Penaeus vannamei (Boone, 1931)
Penaeus vannamei is a penaeid shrimp. Family characteristics include movable chelae (claws) on the first three pairs of walking legs and a third thoracic segment which never overlaps with the second (Williams 1984). The rostrum is moderately long with 7-10 dorsal and 2-4 (occasionally 5-8) ventral teeth. The tip of the rostrum in adults reaches the mid-length of the 2nd rostal segment. The lateral rostral groove ends near the posterior rostral tooth. The post-rostral keel is variable in length, and sometimes almost reaches the posterior edge of the carapace. The antennal spine and hepatic spines are pronounced, and located a short distance apart. The color is similar, but lighter than that of the Atlantic White Shrimp (P. setiferus). Its color is translucent, bluish or olive with dusky bands, reddish-brown on the antennules, but distinguished by white legs (Perez Farfante and Kensley 1997; Perry and Yeager 2006). The last abdominal segment has three lateral scar-like ridges. The maximum length is 220 mm (Food and Agriculture Organization 2011).

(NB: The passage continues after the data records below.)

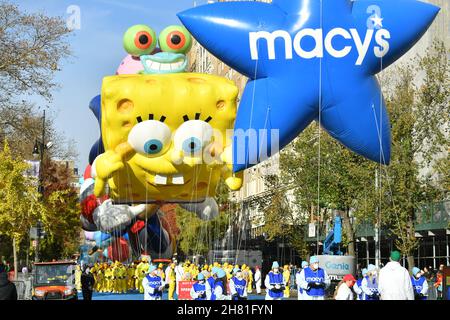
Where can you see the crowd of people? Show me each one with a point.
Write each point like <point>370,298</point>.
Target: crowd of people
<point>234,282</point>
<point>391,282</point>
<point>151,279</point>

Synonyms- Since the publication of Perez Farfante and Kensley's (1997) 'Penaeoid and sergestoid shrimps and prawns of the world', this shrimp has been known as Litopenaeus vannamei. That work split the former genus Penaeus into 6 genera. A recent study (Ma et al. 2011) found that the morphological features used to split the genus were not consistent with genetic data. They concluded that the genus Penaeus should be re-unified.
Northern White Shrimp (Western Atlantic native). The rostrum has 5-11 (usually 9) dorsal teeth and 2 ventral teeth. The rostum, in adults, extends bewond the second segment of the antennule.
Pacific Blue Shrimp (Northeast Pacific native, an aquaculture species)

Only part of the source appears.